Thought for the Week: Spiritual truth

Ian Kirk-Smith reflects on the spiritual truth behind the Occupy movement protests

The ‘Occupy London’ tent city continues to draw attention to the dramatic inequalities in British society today. | Photo: SamTown / flickr CC

The people involved in the Occupy London protest at St Paul’s have made a powerful statement to British society.  The sight of their camp in front of St Paul’s Cathedral is now a familiar one on our television screens. They may be moved on – but this image will endure because, like other iconic ones, it has come to symbolise a defining idea.

The Occupy London protesters are from many different backgrounds and positions. Their fidelity to an ideal of consensus, and a dislike of ‘leaders’, combined with their diversity of interests meant that their message, almost inevitably, was initially a little incoherent. Some commentators also targeted the rather ill-defined way in which terms such as ‘capitalist’ and ‘fairness’ were used. It is a grave mistake, however, to focus on the ‘word’ and ignore the ‘spirit’ of the protest – as some critics have done.

The spirit of the protest is simple and clear. Inequality on the scale that now exists in British society is morally wrong. It should not have been allowed to happen. It needs to be reversed.

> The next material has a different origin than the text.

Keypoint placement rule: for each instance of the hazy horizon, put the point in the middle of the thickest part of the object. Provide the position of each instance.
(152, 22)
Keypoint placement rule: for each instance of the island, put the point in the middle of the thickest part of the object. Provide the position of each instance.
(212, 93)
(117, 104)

In Britain today there is an appalling gulf between the poverty and hopelessness experienced by many – and the enormous wealth of a few. The system that created such inequality, and that perpetuates it, needs to be changed. It has damaged the health of society.
The protesters have ‘touched a chord’ in contemporary Britain and the sound resonates so clearly because the idea speaks to the condition of so many decent people.

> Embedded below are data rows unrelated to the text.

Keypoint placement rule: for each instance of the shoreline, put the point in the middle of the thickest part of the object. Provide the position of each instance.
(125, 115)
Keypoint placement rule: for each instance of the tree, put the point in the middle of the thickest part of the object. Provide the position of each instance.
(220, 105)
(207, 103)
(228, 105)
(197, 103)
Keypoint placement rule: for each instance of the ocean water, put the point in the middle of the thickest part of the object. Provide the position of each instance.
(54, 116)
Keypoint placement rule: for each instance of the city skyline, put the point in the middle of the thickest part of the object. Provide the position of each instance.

It is heartening to see Britain Yearly Meeting now coming out strongly in support of the protest and to hear that the Quakers and Business Group have endorsed the concerns being raised. These concerns have been a growing focus for Friends at a national and local level and have been expressed consistently in the pages of the Friend.

Some media commentators, for a period, turned the story into one about the church and the substantial income generated by St Paul’s. It is not an irrelevant or unimportant issue, as Giles Fraser wrote in last weekend’s Guardian:

‘For those with a traditional understanding of holiness the camp is a threat – just as the impure is seen to be a threat to the pure. The camp is messy and chaotic, the politics raw and visceral. The smell of stale sweat and urine hangs heavy in the air. Inside the cathedral the choir sings of the majesty and otherness of God.’

As Christmas approaches, we are reminded, as Giles Fraser writes, ‘that Jesus was born in a smelly cow shed’. His life represents a rejection of the definition of holiness as a pristine otherness. In Christ ‘holiness is redefined as justice’.

But the real story at St Paul’s will not go away. It is a story with a strong spiritual dimension. Inequality has a strong spiritual dimension.

Spirituality is about a set of relationships: these include that of the individual with themselves, with the earth, with God (however, or even whether, God is defined) and, crucially, with other people and their community. The early Quakers felt this very profoundly and it appears throughout their writings. Their spirituality was infused with a powerful moral force and a sense of responsibility to others.

Ursula King, emeritus professor of theology and religious studies at Bristol University, recently said: ‘There is a danger that spirituality, in some cases, becomes too associated with “my own journey and my own happiness… with me, me, me”. This is a deep misunderstanding of spirituality. Spirituality is about the human person, but not just about individual fulfilment. It is about how the individual person relates to the larger community.’

The protesters at St Paul’s are expressing what it is to have a true spiritual awareness and understanding. Their actions are, at heart, unselfish. They want a better ‘right ordering’ of society. The people working in the City of London, and in the financial sector, are not bad people but, sadly, some of them have lost their true spirituality. They need to re-discover it.